I recently read how more than half the CAEs in a survey planned to move into a management role, perhaps in the next two years or so. Doesn't that present a significant risk to their independence and objectivity?
When I interviewed for my first CAE job, the CFO said that if he hired me (which he thankfully did) it would not be to run internal audit. It would be for the positions I would hold after I had done that for a few years.
Was I influenced? I would like to think that my personal integrity kept me honest. But is that true for every CAE?
How about the CAE who has been moved into the internal audit executive position from another area, with the plan to rotate again in a year or two? Some companies do this very deliberately, so that the CAE is always somebody who knows the business and can work effectively within it. But, is that person objective? How can they be?
Here's another question: many companies have the audit committee have the final interview and decide among 1-3 candidates for CAE. But, who selected those candidates? Was it HR, without any influence from management, or did the CFO and staff conduct the process. How likely are they to present candidates free from (unconscious) obligation, or ambition to work within the management team? Doesn't the CFO usually look for people who have the potential to move into his organization later?
Or, what about the fiction that the audit committee approves CAE compensation? They may have a word to say that is included in the performance evaluation, but how often do they lead that process and how often do they decide the level of salary and bonus? How often do they override the management process?

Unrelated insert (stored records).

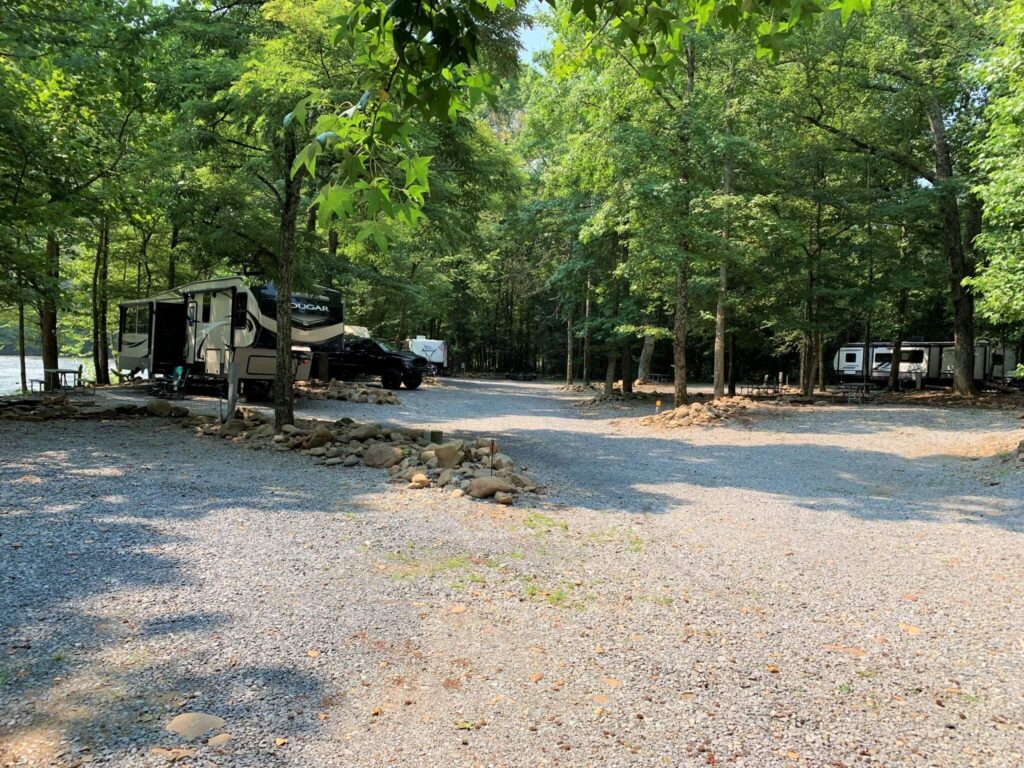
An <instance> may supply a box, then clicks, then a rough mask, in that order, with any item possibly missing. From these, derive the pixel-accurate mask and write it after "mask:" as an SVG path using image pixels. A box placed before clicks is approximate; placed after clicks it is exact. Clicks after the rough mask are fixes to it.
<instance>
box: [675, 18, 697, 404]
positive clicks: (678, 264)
mask: <svg viewBox="0 0 1024 768" xmlns="http://www.w3.org/2000/svg"><path fill="white" fill-rule="evenodd" d="M695 61H696V55H695V49H694V44H693V38H692V37H690V38H688V39H687V40H686V94H687V96H690V95H692V94H693V87H694V83H695V82H696V66H695ZM682 144H683V151H684V154H687V155H688V152H689V144H690V138H689V135H688V134H686V135H684V136H683V139H682ZM684 162H686V163H687V164H688V163H689V161H688V160H687V161H684ZM683 183H684V184H685V187H686V188H685V196H686V199H685V202H684V203H683V210H682V214H683V218H684V220H685V219H688V218H689V215H690V204H689V198H690V193H691V189H690V173H689V167H688V165H687V166H686V167H684V172H683ZM679 245H680V249H679V250H680V251H681V253H680V255H679V256H680V261H679V264H678V265H677V266H676V313H675V322H674V324H673V339H672V344H673V346H672V356H673V364H674V365H675V371H674V376H673V394H674V395H675V401H676V402H675V404H676V406H677V407H679V406H682V404H683V403H684V402H686V324H687V319H688V317H687V315H688V313H689V280H690V275H689V261H690V252H689V251H690V244H689V241H688V239H686V238H682V239H680V243H679Z"/></svg>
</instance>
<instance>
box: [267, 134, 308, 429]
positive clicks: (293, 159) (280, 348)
mask: <svg viewBox="0 0 1024 768" xmlns="http://www.w3.org/2000/svg"><path fill="white" fill-rule="evenodd" d="M296 154H297V150H296V145H295V128H294V126H289V127H288V128H286V129H285V146H284V158H283V160H284V173H285V198H284V201H283V202H282V206H281V249H280V253H279V254H278V275H276V289H278V307H276V319H278V323H276V325H278V367H276V371H275V375H274V381H273V426H274V429H275V430H278V431H279V432H280V431H281V428H282V427H283V426H284V425H286V424H292V423H293V422H294V421H295V392H294V388H293V386H292V385H293V376H292V286H293V283H294V278H295V225H296V222H297V220H298V215H299V202H300V199H301V197H302V176H303V174H304V173H305V168H299V170H298V171H297V172H296V174H295V176H294V177H293V176H292V164H293V163H294V162H295V156H296Z"/></svg>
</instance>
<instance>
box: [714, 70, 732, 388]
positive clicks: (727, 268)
mask: <svg viewBox="0 0 1024 768" xmlns="http://www.w3.org/2000/svg"><path fill="white" fill-rule="evenodd" d="M733 71H734V66H733V63H732V62H731V61H730V62H729V82H728V84H727V85H726V89H725V109H726V118H725V140H726V146H725V154H724V158H723V160H722V193H723V194H724V195H725V196H726V198H728V197H729V196H730V195H732V147H731V145H730V144H729V143H728V142H729V140H730V137H731V136H732V118H731V117H730V116H729V111H730V110H731V109H732V77H733ZM729 238H730V226H729V210H728V203H727V204H726V210H725V223H724V225H723V226H722V241H723V243H724V246H725V248H724V251H725V252H724V253H723V254H722V260H721V261H720V262H719V265H718V301H717V302H716V305H715V374H714V385H715V398H716V399H717V398H719V397H724V396H725V305H726V300H727V299H728V295H729V293H728V292H729V271H728V248H729Z"/></svg>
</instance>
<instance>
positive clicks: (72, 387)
mask: <svg viewBox="0 0 1024 768" xmlns="http://www.w3.org/2000/svg"><path fill="white" fill-rule="evenodd" d="M43 374H44V375H45V374H53V375H54V377H55V378H56V379H58V380H59V382H60V384H59V386H60V387H61V388H63V387H67V386H69V384H68V382H69V381H70V382H71V387H72V388H75V387H79V386H81V385H82V367H81V366H79V367H78V368H44V369H43Z"/></svg>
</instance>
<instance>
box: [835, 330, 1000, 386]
mask: <svg viewBox="0 0 1024 768" xmlns="http://www.w3.org/2000/svg"><path fill="white" fill-rule="evenodd" d="M869 352H870V360H869V364H868V365H869V369H868V371H869V378H870V380H871V381H878V382H883V381H888V380H889V372H890V371H891V370H892V365H893V347H892V343H891V342H888V341H886V342H882V341H877V342H872V343H871V344H870V346H869ZM863 357H864V345H863V344H847V345H844V346H842V347H840V349H839V351H838V352H836V357H835V358H834V360H833V365H834V367H835V369H836V375H837V376H838V377H839V379H840V380H841V381H863V379H864V369H863ZM954 357H955V352H954V347H953V342H951V341H905V342H903V344H902V345H901V348H900V360H899V364H898V365H899V377H900V379H901V380H903V381H907V380H910V381H912V380H913V379H915V377H916V376H918V375H920V376H921V378H922V380H923V381H926V382H930V383H948V382H951V381H952V380H953V360H954ZM1016 369H1017V355H1016V352H1015V350H1014V348H1013V347H1010V346H1001V345H997V344H993V343H992V342H990V341H988V340H987V339H981V340H979V341H978V342H977V344H975V347H974V378H975V380H976V381H979V382H984V381H997V382H1001V381H1006V380H1008V379H1010V378H1011V377H1012V376H1013V374H1014V371H1015V370H1016Z"/></svg>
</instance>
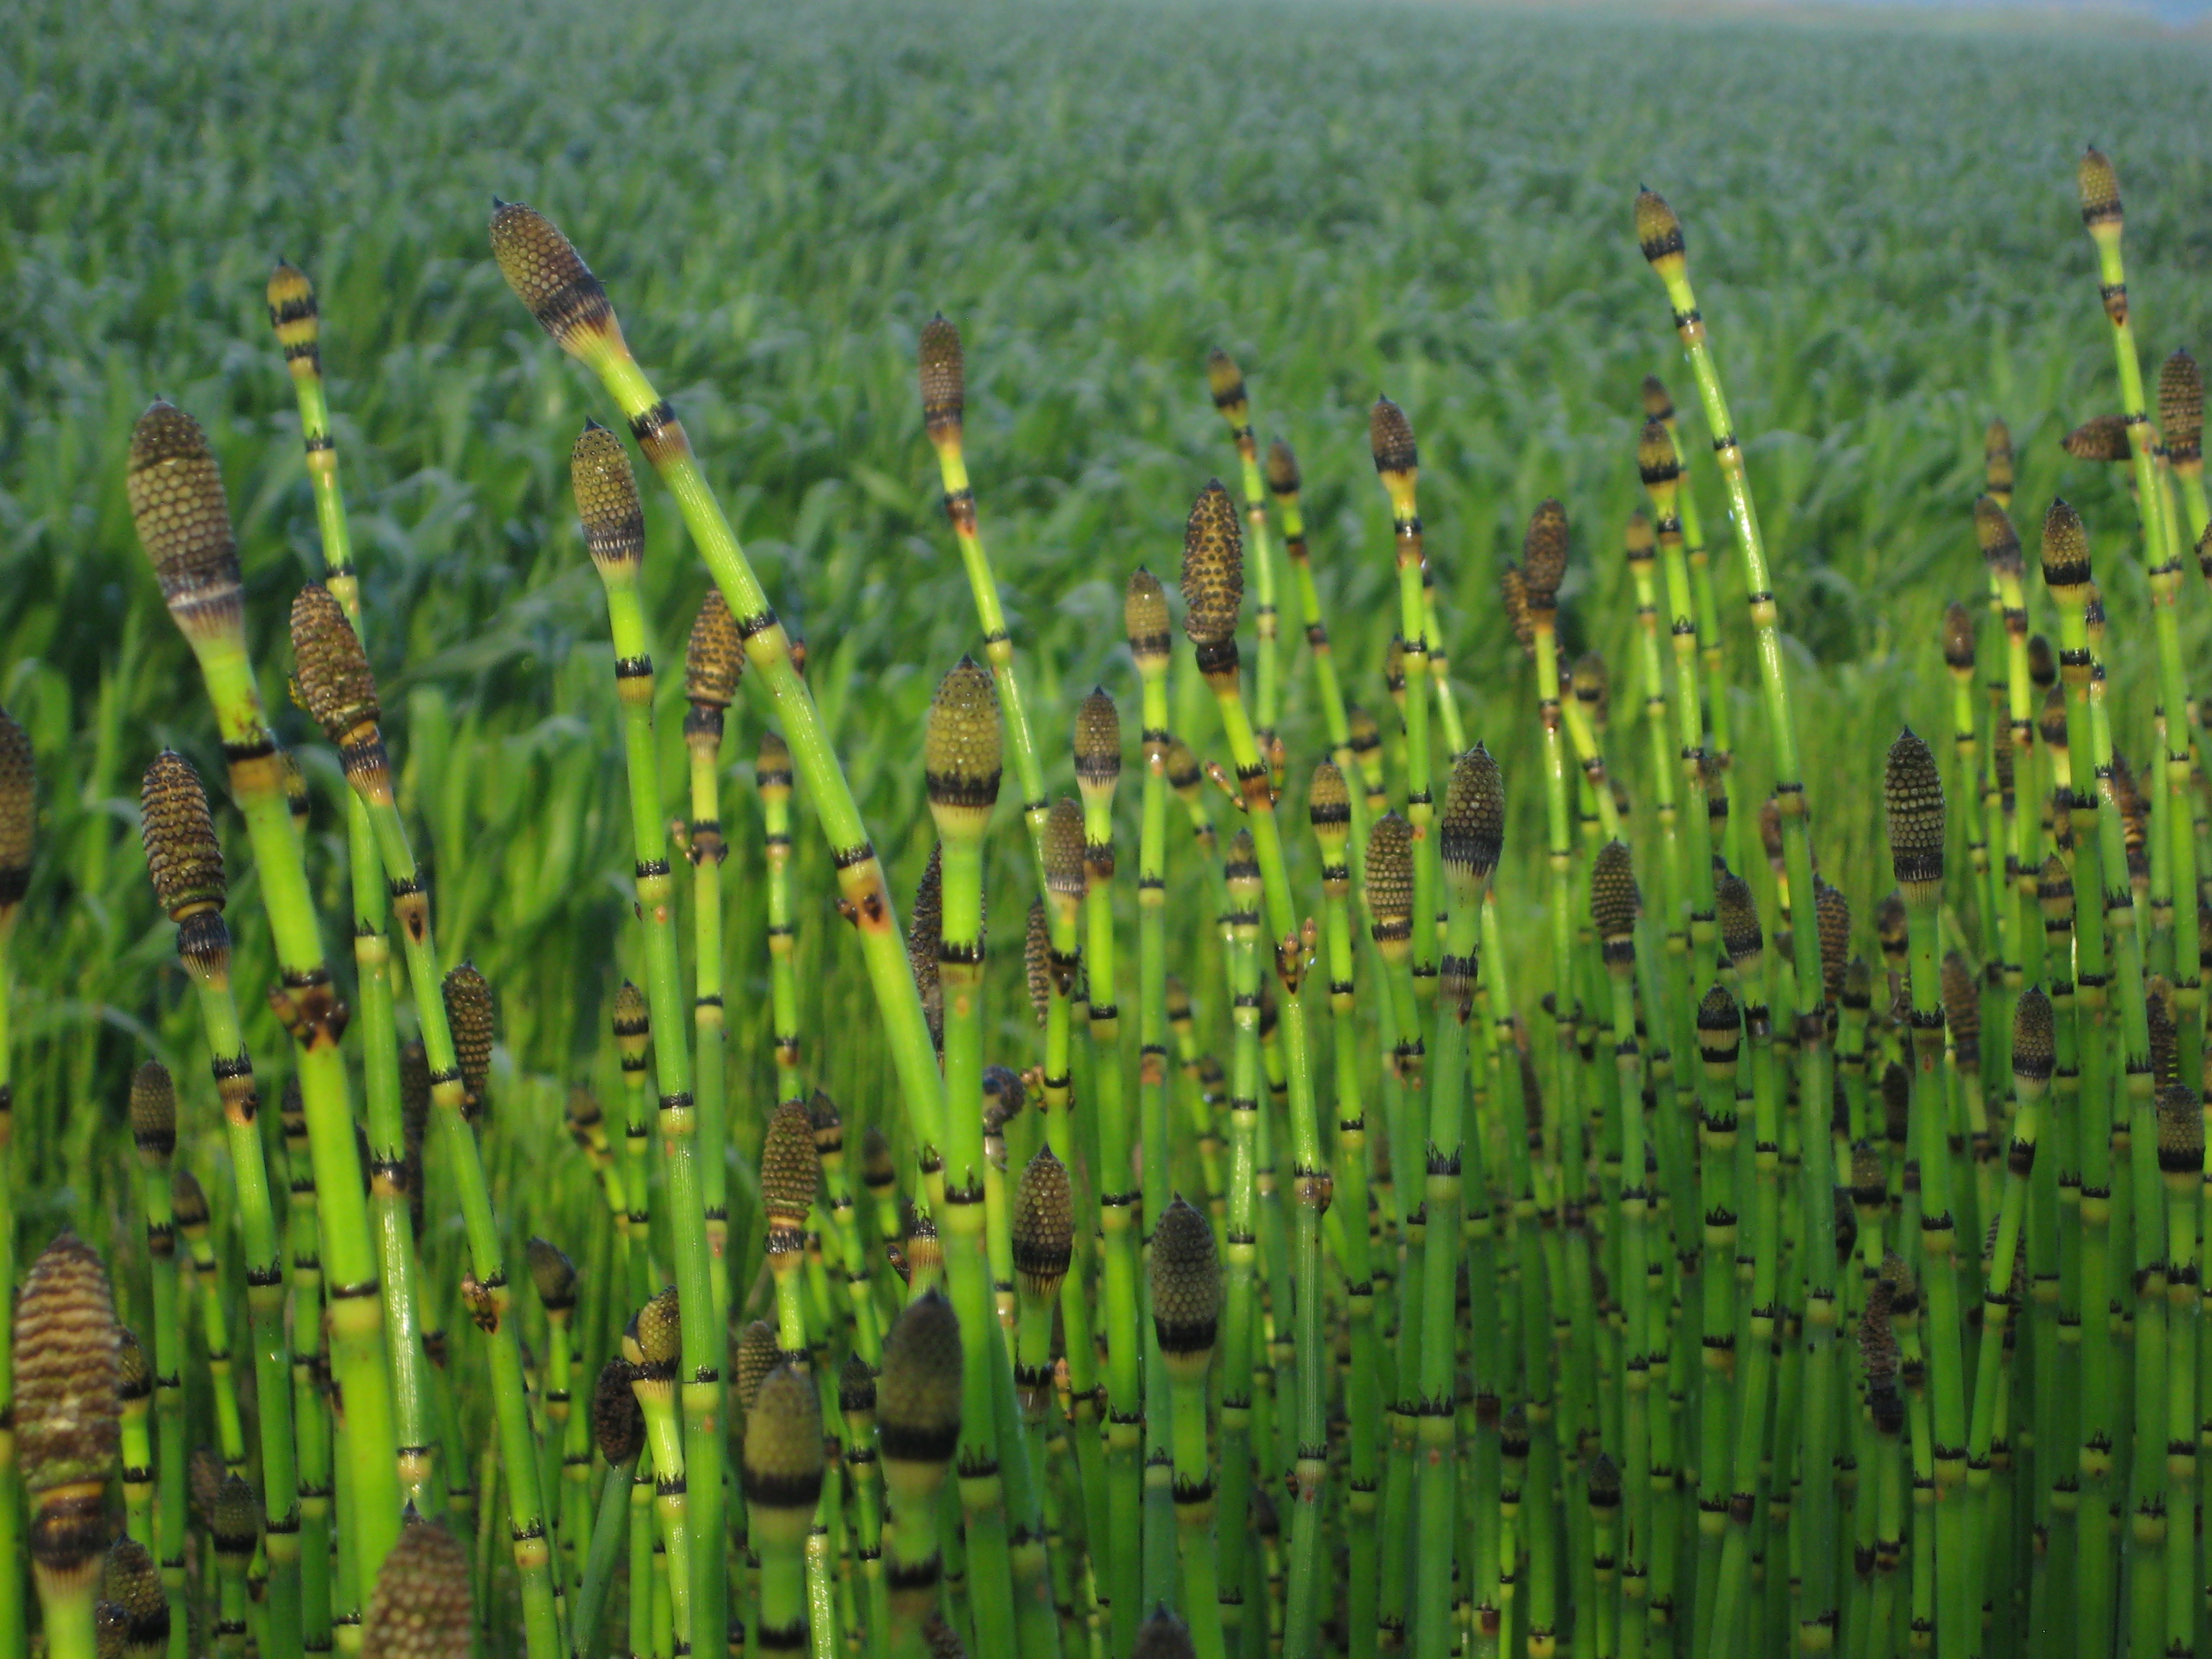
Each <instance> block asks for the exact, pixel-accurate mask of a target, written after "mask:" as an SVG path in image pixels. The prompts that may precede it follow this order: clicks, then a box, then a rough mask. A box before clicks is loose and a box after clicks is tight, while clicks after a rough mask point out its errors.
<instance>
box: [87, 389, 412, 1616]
mask: <svg viewBox="0 0 2212 1659" xmlns="http://www.w3.org/2000/svg"><path fill="white" fill-rule="evenodd" d="M128 484H131V511H133V518H135V520H137V529H139V542H142V544H144V546H146V553H148V557H150V560H153V564H155V575H157V577H159V582H161V597H164V599H166V602H168V608H170V615H173V617H175V622H177V626H179V630H181V633H184V637H186V644H190V648H192V655H195V657H197V659H199V670H201V679H204V681H206V688H208V701H210V703H212V706H215V719H217V728H219V730H221V737H223V754H226V759H228V763H230V794H232V799H234V801H237V803H239V810H241V814H243V816H246V830H248V836H250V841H252V847H254V867H257V872H259V876H261V902H263V909H265V911H268V918H270V931H272V933H274V942H276V962H279V987H276V989H274V993H272V1002H274V1006H276V1013H279V1015H281V1018H283V1024H285V1029H288V1031H290V1035H292V1042H294V1046H296V1048H299V1055H296V1068H299V1079H301V1097H303V1104H305V1110H307V1139H310V1146H312V1155H314V1183H316V1192H319V1194H321V1199H323V1221H325V1239H327V1248H325V1252H323V1270H325V1276H327V1283H330V1316H327V1318H330V1358H332V1369H334V1371H336V1380H338V1387H341V1389H343V1391H345V1420H347V1433H349V1438H352V1447H354V1451H356V1455H358V1467H356V1469H354V1471H352V1480H354V1482H356V1495H358V1524H356V1526H354V1528H352V1535H354V1537H352V1553H354V1566H356V1575H358V1582H363V1584H374V1582H376V1571H378V1568H380V1566H383V1559H385V1555H387V1553H389V1548H392V1544H394V1542H396V1540H398V1526H400V1482H398V1462H396V1444H398V1442H396V1436H394V1416H392V1374H389V1365H387V1347H385V1323H387V1321H385V1305H383V1298H380V1294H378V1261H376V1250H374V1237H376V1234H374V1232H372V1230H369V1217H367V1206H365V1201H363V1179H361V1155H358V1150H356V1144H354V1115H352V1106H349V1102H347V1095H349V1086H347V1077H345V1057H343V1055H341V1053H338V1035H341V1033H343V1029H345V1013H343V1004H341V1002H338V998H336V991H334V987H332V978H330V967H327V962H325V960H323V940H321V927H319V922H316V914H314V898H312V891H310V887H307V872H305V860H303V858H301V845H299V832H296V827H294V823H292V812H290V807H288V803H285V792H283V765H281V761H279V754H276V741H274V739H272V737H270V730H268V719H265V717H263V712H261V692H259V688H257V684H254V675H252V664H250V659H248V655H246V617H243V595H241V588H239V562H237V544H234V540H232V533H230V509H228V502H226V500H223V482H221V473H219V471H217V465H215V458H212V453H208V440H206V434H201V429H199V422H195V420H192V418H190V416H186V414H181V411H179V409H175V407H170V405H166V403H155V405H153V407H150V409H148V411H146V414H144V416H142V418H139V422H137V429H135V431H133V434H131V473H128ZM429 982H436V980H429ZM429 1000H434V998H425V1002H429Z"/></svg>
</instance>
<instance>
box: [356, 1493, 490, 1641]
mask: <svg viewBox="0 0 2212 1659" xmlns="http://www.w3.org/2000/svg"><path fill="white" fill-rule="evenodd" d="M471 1637H473V1613H471V1601H469V1551H465V1548H462V1546H460V1542H458V1540H456V1537H453V1535H451V1533H449V1531H445V1526H440V1524H436V1522H414V1524H409V1526H407V1528H405V1531H403V1533H400V1542H398V1544H394V1546H392V1553H389V1555H387V1557H385V1564H383V1568H380V1571H378V1573H376V1590H374V1593H372V1595H369V1610H367V1613H365V1615H363V1619H361V1659H469V1641H471Z"/></svg>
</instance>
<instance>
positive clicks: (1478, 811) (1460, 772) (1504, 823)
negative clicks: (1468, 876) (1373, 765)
mask: <svg viewBox="0 0 2212 1659" xmlns="http://www.w3.org/2000/svg"><path fill="white" fill-rule="evenodd" d="M1316 781H1318V779H1316ZM1336 785H1338V790H1340V787H1343V779H1338V781H1336ZM1504 843H1506V785H1504V776H1502V774H1500V772H1498V761H1493V759H1491V752H1489V750H1486V748H1484V745H1482V743H1475V745H1473V748H1471V750H1467V754H1462V757H1460V759H1458V761H1453V763H1451V783H1447V785H1444V816H1442V823H1440V827H1438V852H1440V854H1442V858H1444V869H1447V872H1458V874H1462V876H1471V878H1475V880H1489V876H1491V872H1493V869H1498V854H1500V852H1502V849H1504Z"/></svg>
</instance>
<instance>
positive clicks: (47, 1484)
mask: <svg viewBox="0 0 2212 1659" xmlns="http://www.w3.org/2000/svg"><path fill="white" fill-rule="evenodd" d="M119 1349H122V1338H119V1332H117V1325H115V1301H113V1294H111V1290H108V1270H106V1265H104V1263H102V1261H100V1254H97V1252H95V1250H93V1248H91V1245H86V1243H84V1241H82V1239H77V1234H73V1232H64V1234H62V1237H60V1239H55V1241H53V1243H51V1245H46V1250H44V1252H42V1254H40V1256H38V1261H33V1263H31V1272H29V1276H27V1279H24V1283H22V1294H20V1298H18V1303H15V1323H13V1360H15V1462H18V1467H20V1469H22V1484H24V1491H27V1493H29V1498H31V1531H29V1540H27V1542H29V1555H31V1566H33V1571H35V1575H38V1586H40V1597H42V1599H46V1601H49V1604H51V1599H53V1597H64V1599H69V1597H84V1595H86V1593H88V1588H91V1582H93V1573H95V1568H97V1564H100V1555H102V1551H104V1548H106V1544H108V1522H106V1484H108V1480H111V1478H113V1475H115V1464H117V1453H119V1449H122V1402H119V1398H117V1396H119V1369H122V1352H119ZM86 1610H88V1601H86Z"/></svg>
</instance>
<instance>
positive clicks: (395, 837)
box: [292, 582, 560, 1659]
mask: <svg viewBox="0 0 2212 1659" xmlns="http://www.w3.org/2000/svg"><path fill="white" fill-rule="evenodd" d="M292 655H294V659H296V670H294V684H296V688H299V697H301V701H303V703H305V706H307V712H310V714H312V717H314V719H316V723H321V728H323V732H325V734H327V737H330V741H332V743H334V745H336V748H338V754H341V759H343V765H345V781H347V783H349V785H352V790H354V794H356V796H358V799H361V801H363V805H367V810H369V823H372V827H374V834H376V847H378V854H380V856H383V863H385V878H387V883H389V887H392V894H394V900H392V909H394V916H396V918H398V925H400V936H403V949H405V953H407V975H409V980H411V982H414V984H416V989H418V995H416V1015H418V1020H420V1024H422V1046H425V1055H427V1060H429V1082H431V1113H434V1117H436V1119H438V1126H440V1150H442V1155H445V1164H447V1168H449V1170H451V1175H453V1183H456V1188H458V1190H460V1203H462V1217H465V1223H467V1243H469V1267H467V1272H465V1276H462V1287H460V1290H462V1301H465V1303H467V1307H469V1314H471V1318H473V1323H476V1325H478V1329H482V1332H484V1334H487V1336H489V1340H491V1376H493V1411H495V1420H498V1431H500V1462H502V1471H504V1480H507V1495H509V1528H511V1544H513V1557H515V1571H518V1573H520V1575H522V1606H524V1617H526V1635H529V1652H531V1659H553V1655H557V1652H560V1639H557V1615H555V1608H553V1597H555V1586H553V1564H551V1559H553V1557H551V1537H553V1528H551V1524H549V1520H546V1506H544V1493H542V1491H540V1462H538V1444H535V1438H533V1431H531V1420H529V1402H526V1383H524V1376H522V1338H520V1332H518V1329H515V1323H513V1318H509V1312H511V1310H509V1301H511V1294H509V1283H507V1270H504V1263H502V1256H500V1234H498V1223H495V1221H493V1214H491V1188H489V1183H487V1179H484V1164H482V1155H480V1152H478V1144H476V1128H473V1124H471V1099H469V1086H467V1082H469V1079H467V1075H465V1071H462V1060H460V1051H458V1044H456V1033H453V1024H451V1020H449V1013H447V982H445V975H442V973H440V967H438V945H436V938H434V933H431V909H429V891H427V889H425V885H422V876H420V869H418V865H416V858H414V849H411V847H409V838H407V825H405V823H403V821H400V814H398V805H396V803H394V796H392V759H389V754H387V750H385V739H383V728H380V717H383V708H380V703H378V697H376V675H374V672H372V668H369V659H367V653H363V648H361V639H358V637H356V635H354V628H352V624H349V622H347V619H345V611H343V608H341V606H338V602H336V597H332V593H330V588H325V586H321V584H316V582H310V584H307V586H305V588H301V593H299V597H296V599H294V602H292ZM431 987H438V991H436V993H431ZM473 1060H476V1055H471V1062H473ZM478 1086H480V1088H482V1084H478ZM319 1188H325V1190H327V1186H325V1183H321V1181H319ZM336 1225H338V1223H336V1217H332V1230H336ZM334 1294H336V1292H334ZM349 1411H352V1407H349ZM363 1577H367V1575H363Z"/></svg>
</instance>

Finally, there is the dismal record of CAEs being pushed out the door after reporting significant issues. It is true that they rarely (these days) get fired straight away, but all reports I have heard support the notion that the death is a slow but sure one: in about two years, most are gone. Of course, the official cause for termination is always something different.
So what do you think?
What needs to be fixed?
Will audit committees see the problem and step up to own and fix it?